Moreover, Black et al. (1984) documented that only about 6% of the tubulin is resistant to cold and calcium when these cultured neurons are homogenized. These observations

suggest that neurons RO4929097 manufacturer contain multiple classes of microtubule polymers that differ in stability. The relatively stable class is presumably rendered less dynamic by cofactors such as STOP and other microtubule-related proteins that function in this manner in other cell types (Slaughter and Black, 2003), whereas the most stable class is unique to neurons and rendered completely nondynamic by a modification of the tubulin itself. Brady’s group has now made significant progress toward solving the mystery of the modification that accounts for the unique properties of cold-stable tubulin.
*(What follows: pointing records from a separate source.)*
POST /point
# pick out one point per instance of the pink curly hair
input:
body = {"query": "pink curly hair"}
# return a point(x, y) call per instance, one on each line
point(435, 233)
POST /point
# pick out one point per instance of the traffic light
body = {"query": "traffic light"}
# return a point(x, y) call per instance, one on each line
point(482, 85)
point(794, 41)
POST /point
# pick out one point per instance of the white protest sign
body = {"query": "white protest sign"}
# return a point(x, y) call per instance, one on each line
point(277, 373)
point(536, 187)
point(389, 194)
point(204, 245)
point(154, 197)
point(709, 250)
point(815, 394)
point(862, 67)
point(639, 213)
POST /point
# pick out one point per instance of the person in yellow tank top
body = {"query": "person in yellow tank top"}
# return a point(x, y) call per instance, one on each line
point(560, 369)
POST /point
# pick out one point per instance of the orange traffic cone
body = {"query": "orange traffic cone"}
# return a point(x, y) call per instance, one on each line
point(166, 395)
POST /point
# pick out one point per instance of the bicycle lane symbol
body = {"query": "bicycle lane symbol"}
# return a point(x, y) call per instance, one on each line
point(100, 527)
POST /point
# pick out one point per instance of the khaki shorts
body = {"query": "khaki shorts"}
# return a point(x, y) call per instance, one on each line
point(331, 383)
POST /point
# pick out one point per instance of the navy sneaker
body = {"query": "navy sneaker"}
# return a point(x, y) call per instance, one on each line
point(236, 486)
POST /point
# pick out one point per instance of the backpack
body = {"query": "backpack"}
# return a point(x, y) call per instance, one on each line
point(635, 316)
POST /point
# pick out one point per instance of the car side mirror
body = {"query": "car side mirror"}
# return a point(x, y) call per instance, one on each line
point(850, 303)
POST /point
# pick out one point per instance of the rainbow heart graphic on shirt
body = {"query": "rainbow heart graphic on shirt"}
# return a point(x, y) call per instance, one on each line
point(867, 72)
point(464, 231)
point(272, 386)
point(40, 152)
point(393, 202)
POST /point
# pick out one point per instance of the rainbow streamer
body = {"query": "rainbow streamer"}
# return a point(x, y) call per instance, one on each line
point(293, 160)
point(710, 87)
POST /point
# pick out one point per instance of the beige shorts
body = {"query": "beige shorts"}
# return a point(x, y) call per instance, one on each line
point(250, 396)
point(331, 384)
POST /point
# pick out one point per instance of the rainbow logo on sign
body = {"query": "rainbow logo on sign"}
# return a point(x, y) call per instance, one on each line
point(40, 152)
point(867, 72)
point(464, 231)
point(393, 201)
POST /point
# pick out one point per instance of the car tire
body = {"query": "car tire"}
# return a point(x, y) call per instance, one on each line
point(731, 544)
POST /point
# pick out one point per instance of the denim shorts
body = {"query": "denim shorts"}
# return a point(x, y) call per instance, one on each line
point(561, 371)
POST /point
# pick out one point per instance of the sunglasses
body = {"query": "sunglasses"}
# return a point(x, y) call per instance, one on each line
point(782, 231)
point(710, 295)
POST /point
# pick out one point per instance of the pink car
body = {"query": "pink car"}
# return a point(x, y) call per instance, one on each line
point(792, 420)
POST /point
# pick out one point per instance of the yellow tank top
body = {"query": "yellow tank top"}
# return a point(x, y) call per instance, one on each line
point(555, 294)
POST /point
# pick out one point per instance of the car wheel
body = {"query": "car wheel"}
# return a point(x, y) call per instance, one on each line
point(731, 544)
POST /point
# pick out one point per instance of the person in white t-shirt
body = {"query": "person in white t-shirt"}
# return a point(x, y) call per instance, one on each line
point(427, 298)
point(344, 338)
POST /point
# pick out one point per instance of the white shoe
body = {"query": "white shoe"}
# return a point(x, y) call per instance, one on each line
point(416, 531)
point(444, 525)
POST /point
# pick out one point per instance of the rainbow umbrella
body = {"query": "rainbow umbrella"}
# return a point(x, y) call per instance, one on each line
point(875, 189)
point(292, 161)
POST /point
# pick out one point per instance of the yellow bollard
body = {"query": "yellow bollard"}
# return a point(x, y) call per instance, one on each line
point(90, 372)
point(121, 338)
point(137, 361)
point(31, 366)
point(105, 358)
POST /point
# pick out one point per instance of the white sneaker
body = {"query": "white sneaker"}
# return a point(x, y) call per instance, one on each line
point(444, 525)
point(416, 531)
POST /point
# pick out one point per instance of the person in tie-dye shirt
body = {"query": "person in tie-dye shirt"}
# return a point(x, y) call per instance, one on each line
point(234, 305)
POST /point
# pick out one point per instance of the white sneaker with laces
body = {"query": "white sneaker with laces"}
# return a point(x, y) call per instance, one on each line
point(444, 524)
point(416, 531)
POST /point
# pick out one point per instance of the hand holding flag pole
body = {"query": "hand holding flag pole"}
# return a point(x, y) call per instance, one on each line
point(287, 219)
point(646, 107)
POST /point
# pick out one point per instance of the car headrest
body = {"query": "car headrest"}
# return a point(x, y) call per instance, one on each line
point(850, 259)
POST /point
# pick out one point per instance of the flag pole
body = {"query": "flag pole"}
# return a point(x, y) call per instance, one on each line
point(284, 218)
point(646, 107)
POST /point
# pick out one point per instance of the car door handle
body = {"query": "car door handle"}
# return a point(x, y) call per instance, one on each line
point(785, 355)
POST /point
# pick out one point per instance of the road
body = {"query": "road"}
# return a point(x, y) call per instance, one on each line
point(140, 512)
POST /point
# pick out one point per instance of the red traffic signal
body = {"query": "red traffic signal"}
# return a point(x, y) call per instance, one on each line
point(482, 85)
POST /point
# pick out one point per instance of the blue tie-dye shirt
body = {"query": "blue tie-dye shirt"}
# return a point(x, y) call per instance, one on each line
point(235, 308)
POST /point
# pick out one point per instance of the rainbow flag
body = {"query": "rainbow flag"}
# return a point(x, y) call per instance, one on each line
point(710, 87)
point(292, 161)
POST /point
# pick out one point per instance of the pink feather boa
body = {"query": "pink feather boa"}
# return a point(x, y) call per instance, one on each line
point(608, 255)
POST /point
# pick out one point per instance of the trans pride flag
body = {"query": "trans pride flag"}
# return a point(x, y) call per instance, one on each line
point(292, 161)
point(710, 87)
In their new article, they argue that the relevant modification is Selisistat manufacturer transglutaminase-catalyzed polyamination (Song et al., 2013).

This makes sense because polyamination is known to make proteins more basic, whereas most modifications make proteins more acidic or are neutral, and because polyamination is known to cause proteins to become stable, insoluble, and resistant to proteolysis. In addition, transglutaminase activity is known to increase as Florfenicol neurons mature. However, to date, there has been no evidence showing that brain tubulin is a substrate for this modification that may change microtubule stability. In the new article, Song et al. (2013) report eight independent lines of biochemical evidence favoring the view that the polyamination of tubulin by transglutaminase

contributes to the stabilization of microtubules in neurons. This is fascinating in that the more commonly studied tubulin modifications (acetylation and detyrosination) do not confer stability to microtubules but, rather, accumulate on microtubules that are more stable (Janke and Bulinski, 2011). Thus, polyamination by transglutaminase would be the first identified modification that not only directly confers stability to microtubules but also makes them unusually stable in comparison to other stability classes of microtubules. Song et al. (2013) present a model in which they posit that the polyamination step can occur on free tubulin, after which modified and unmodified tubulins intermingle during microtubule assembly. Additional modifications may occur on polymerized tubulin. This raises several questions.